This afternoon Governor Chet Culver announced the next steps toward cutting $565 million from the 2010 budget. I've posted the governor's statement after the jump, and you can find pdf files with more details about the cuts here. (UPDATE: The Des Moines Register posted this chart showing the cuts Culver approved.) Highlights:
Culver is ordering all of the 3,258 non-contract (that is, non-union) employees in the executive branch "to take seven days without pay between now and the end of the fiscal year. I do not believe it is fair for any state employee to not contribute toward our solution."
Culver approved spending cut plans submitted by 28 department heads and approved, with minor changes, spending cut plans submitted by 6 other department heads. The Des Moines Register's Jennifer Jacobs summarized the impact:
Altogether, the 34 approved plans will save the state's general fund about $520 million, he said.
The approved plans call for a total of 180 layoffs and the elimination of 229 open positions. The total job loss, so far, is 410.
Here's where there the layoffs will be: 79 from the Department of Human Services, 35 from the Department of Revenue, 10.8 from the Department of Inspections and Appeals, 13 from the Department of Education, eight from Iowa Public Television, eight from the Department of Public Health, seven from the Department of Economic Development, seven from the Department of Cultural Affairs, four from the Department of Administration, four from the Department of Management, two from the Alcoholic Beverages Division, two from the Department of Veterans Affairs, and one from the Iowa Ethics & Campaign Disclosure Board.
Forty-three state employees tentatively set for layoffs in the Department of Commerce will be spared. The 10 percent across-the-board cut will not be applied to the divisions of banking, credit union, insurance and utilities divisions, which are agencies within the commerce department.
Culver rejected the $45 million spending reduction plans offered by the directors of the Department of Corrections and the Department of Public Safety, saying,
I reject these two plans because I am hopeful that we can find an alternative to laying off hundreds of correctional officers, state troopers and law enforcement personnel.
I am rejecting these plans because public safety is essential to our daily lives.

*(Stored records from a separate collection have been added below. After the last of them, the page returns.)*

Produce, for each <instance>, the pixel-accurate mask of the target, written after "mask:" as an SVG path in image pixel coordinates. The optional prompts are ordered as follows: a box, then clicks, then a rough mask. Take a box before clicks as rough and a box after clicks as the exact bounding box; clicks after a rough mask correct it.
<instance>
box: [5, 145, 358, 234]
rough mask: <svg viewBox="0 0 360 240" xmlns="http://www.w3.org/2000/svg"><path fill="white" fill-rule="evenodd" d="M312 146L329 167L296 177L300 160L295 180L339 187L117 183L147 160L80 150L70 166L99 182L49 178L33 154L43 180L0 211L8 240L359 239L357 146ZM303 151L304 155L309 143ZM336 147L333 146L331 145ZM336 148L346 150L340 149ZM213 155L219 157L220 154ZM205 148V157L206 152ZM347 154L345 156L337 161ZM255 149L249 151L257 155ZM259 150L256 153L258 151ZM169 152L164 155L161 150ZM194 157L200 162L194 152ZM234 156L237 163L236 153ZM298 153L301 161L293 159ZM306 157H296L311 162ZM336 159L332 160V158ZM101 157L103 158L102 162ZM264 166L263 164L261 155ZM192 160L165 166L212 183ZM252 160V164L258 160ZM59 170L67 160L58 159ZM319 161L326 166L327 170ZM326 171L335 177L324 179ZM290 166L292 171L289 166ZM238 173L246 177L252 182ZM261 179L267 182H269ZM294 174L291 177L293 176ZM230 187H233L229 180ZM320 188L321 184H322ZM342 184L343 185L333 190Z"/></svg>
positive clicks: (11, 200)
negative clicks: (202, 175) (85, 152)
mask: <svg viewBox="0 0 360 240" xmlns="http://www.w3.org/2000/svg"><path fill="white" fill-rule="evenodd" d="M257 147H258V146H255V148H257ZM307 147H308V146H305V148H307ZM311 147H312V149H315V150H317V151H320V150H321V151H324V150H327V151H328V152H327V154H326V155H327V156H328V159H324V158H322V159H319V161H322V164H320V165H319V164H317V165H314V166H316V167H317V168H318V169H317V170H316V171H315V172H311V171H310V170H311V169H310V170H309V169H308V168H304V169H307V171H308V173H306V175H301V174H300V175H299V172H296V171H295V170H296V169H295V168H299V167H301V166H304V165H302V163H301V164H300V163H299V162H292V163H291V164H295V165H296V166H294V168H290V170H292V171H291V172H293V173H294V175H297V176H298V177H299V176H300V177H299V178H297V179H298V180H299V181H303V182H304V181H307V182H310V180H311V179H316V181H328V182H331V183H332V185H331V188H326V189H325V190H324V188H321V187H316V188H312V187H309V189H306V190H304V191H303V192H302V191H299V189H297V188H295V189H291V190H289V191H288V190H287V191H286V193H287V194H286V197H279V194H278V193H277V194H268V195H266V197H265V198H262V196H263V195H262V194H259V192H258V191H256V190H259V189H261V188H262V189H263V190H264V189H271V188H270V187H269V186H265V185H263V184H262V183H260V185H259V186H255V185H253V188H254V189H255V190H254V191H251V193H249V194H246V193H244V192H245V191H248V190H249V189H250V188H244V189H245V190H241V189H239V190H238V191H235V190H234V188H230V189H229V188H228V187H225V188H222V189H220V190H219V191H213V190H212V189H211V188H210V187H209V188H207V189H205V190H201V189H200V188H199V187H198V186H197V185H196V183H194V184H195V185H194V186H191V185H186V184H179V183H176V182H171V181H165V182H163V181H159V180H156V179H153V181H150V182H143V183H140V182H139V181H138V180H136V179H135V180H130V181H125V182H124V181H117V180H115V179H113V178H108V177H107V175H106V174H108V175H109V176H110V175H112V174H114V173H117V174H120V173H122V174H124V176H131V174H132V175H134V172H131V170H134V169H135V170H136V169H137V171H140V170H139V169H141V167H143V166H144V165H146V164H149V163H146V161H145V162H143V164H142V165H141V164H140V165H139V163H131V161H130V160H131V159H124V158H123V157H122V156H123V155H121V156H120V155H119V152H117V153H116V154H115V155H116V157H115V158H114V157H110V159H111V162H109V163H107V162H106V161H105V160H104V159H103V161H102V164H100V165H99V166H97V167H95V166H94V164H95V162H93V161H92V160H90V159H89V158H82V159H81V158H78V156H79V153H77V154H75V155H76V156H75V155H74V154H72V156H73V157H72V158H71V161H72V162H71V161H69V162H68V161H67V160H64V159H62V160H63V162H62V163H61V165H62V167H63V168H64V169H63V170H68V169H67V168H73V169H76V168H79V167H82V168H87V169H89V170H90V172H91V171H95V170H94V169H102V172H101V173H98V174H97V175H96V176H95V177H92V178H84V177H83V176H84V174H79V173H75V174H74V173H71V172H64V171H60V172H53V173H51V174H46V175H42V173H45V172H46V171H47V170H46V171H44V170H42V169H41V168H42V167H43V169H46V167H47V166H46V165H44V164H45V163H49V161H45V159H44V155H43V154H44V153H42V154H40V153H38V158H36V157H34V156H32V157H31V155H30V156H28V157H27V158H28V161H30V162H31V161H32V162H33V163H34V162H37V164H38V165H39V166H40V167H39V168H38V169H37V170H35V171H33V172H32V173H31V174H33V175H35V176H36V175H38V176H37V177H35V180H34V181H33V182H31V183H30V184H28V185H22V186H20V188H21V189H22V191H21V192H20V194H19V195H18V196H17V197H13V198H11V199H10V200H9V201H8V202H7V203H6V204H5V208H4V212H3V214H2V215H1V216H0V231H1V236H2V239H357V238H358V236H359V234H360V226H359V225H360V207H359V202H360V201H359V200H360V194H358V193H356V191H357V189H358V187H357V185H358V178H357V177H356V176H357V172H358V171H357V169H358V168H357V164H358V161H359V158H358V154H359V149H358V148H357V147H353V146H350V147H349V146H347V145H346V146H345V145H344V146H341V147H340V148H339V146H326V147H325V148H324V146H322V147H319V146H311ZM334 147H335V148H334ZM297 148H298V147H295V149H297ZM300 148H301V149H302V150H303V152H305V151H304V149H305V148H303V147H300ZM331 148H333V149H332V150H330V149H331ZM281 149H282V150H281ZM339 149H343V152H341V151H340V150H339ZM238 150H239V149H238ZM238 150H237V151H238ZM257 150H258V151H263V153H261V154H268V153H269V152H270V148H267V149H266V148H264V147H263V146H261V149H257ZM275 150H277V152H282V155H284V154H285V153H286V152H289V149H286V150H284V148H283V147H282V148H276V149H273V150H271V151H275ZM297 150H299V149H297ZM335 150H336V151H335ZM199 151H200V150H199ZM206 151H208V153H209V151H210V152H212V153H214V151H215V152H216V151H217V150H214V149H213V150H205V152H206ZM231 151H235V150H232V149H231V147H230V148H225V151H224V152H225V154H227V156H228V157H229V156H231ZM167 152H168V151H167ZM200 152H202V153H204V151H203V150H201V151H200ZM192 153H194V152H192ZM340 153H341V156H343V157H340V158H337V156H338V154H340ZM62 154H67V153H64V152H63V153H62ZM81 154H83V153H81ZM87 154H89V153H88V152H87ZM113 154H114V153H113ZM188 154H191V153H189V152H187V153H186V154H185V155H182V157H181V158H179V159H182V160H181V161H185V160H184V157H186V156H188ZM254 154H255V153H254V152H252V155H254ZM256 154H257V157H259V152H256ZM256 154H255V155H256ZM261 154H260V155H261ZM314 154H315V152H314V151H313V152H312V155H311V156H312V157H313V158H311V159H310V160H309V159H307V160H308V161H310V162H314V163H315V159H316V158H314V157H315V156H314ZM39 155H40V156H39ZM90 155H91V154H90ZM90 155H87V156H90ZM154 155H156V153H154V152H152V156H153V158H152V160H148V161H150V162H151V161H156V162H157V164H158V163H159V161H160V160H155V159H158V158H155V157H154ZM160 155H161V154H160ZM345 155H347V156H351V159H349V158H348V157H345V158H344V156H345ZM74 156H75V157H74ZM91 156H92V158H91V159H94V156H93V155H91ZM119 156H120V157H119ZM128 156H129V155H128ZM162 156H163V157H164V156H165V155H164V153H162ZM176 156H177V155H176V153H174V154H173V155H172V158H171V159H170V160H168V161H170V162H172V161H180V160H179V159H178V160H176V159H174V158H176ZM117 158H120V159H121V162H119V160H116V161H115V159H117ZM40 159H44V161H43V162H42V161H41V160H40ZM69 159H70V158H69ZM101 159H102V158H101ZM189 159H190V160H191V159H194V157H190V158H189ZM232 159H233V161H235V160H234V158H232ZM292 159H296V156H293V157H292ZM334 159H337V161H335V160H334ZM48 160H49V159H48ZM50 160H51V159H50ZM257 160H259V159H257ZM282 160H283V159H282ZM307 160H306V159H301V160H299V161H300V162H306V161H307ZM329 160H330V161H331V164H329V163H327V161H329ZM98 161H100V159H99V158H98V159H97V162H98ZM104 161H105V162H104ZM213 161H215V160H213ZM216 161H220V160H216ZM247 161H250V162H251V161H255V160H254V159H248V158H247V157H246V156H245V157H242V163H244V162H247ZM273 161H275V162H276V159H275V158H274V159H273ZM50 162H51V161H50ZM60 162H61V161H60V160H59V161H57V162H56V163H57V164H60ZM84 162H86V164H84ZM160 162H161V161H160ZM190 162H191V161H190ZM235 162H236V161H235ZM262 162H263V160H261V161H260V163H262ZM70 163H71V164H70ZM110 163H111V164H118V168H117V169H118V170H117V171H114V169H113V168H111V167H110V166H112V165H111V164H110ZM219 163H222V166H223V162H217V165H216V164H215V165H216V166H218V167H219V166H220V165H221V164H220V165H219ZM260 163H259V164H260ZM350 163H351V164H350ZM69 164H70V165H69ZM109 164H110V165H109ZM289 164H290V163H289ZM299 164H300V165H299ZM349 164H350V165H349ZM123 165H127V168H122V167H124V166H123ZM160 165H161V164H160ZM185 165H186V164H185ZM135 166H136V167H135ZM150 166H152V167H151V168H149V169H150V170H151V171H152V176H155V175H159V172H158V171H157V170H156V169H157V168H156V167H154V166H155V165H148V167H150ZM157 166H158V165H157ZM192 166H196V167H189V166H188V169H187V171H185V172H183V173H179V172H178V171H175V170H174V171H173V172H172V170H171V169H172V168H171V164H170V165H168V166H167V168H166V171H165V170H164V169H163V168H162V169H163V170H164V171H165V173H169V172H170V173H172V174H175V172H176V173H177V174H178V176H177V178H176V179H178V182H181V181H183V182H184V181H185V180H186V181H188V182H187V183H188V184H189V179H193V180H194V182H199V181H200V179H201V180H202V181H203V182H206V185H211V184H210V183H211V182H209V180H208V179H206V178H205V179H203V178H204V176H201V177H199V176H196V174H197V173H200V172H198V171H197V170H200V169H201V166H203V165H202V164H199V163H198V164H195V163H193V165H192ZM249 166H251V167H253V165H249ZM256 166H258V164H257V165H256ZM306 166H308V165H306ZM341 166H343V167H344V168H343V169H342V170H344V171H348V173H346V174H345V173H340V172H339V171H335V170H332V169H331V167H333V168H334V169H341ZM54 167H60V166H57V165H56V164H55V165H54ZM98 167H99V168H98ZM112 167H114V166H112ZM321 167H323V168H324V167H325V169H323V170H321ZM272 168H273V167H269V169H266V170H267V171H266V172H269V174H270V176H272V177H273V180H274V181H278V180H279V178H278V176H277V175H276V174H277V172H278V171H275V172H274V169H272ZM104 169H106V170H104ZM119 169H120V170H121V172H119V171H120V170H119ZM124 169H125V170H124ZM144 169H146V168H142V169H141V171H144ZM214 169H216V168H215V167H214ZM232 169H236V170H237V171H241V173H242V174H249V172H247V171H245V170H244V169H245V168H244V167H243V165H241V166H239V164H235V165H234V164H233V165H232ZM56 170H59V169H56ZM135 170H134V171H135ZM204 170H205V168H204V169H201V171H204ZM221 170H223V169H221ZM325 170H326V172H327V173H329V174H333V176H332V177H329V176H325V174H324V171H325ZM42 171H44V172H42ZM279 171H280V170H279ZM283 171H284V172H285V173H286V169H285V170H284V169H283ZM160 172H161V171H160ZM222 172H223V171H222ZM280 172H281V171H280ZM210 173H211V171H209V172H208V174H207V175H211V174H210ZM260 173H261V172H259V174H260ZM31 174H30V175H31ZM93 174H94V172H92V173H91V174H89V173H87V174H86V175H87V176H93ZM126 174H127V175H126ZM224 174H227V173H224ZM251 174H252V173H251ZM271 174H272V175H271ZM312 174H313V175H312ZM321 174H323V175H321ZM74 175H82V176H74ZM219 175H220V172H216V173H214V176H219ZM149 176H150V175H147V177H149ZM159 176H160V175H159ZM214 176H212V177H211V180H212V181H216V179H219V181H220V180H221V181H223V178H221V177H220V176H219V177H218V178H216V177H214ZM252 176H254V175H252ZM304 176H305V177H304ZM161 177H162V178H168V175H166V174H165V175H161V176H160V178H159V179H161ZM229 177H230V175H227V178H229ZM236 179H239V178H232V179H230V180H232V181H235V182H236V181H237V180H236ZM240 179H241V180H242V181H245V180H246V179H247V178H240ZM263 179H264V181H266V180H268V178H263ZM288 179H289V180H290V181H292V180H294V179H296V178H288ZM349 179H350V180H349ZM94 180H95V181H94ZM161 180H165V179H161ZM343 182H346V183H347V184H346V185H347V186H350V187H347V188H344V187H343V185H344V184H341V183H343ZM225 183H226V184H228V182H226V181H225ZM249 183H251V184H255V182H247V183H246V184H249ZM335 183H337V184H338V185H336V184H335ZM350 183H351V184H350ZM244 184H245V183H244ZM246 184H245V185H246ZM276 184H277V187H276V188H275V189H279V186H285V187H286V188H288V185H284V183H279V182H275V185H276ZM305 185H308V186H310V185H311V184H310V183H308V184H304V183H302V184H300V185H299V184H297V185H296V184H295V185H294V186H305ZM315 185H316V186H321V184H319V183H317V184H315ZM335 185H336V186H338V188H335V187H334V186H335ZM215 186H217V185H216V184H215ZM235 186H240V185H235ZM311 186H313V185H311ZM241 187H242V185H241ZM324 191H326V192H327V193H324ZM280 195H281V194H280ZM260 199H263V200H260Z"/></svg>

That is why yesterday I sent a letter to the state's three bargaining units - AFSCME, Iowa United Professionals, and the State Police Officers Council - who represent more than 16,000 state employees - asking them to join me in negotiations for amending their current contract. This past Saturday, I met with AFSCME's bargaining unit - which represents more than 13,000 state employees - to discuss ideas for moving forward. We followed that meeting with a three hour session yesterday morning and the talks have been very productive. And earlier today, I met with the State Police Officers Council representatives and those talks were productive. Finally, I will meet with the Iowa United Professionals union leadership as soon as schedules permits, but our staff has been in daily contact with their representatives.
I seek substantive discussions with all three unions on issues that may impact our state budget cuts. Our goal is to do everything we can to prevent layoffs related to essential public safety.
If we cannot reach agreement with the unions, then I will implement the layoff plans submitted by these two departments.
Unfortunately, we do not have an endless amount of time in which to reach an agreement and to have it ratified by each respective union. I expect to know by Friday, November 6 whether we will move forward in discussions with the unions or implement the layoff plans.
The president of AFSCME Council 61 issued a statement saying his union will negotiate with the governor in the hope of avoiding layoffs. Both sides are promising not to release any details about the discussion until the talks conclude, but no doubt some proposed alternatives to layoffs will leak out before then.
The Des Moines Register's Tom Beaumont covered Republican gubernatorial candidates' ideas for cutting the budget here.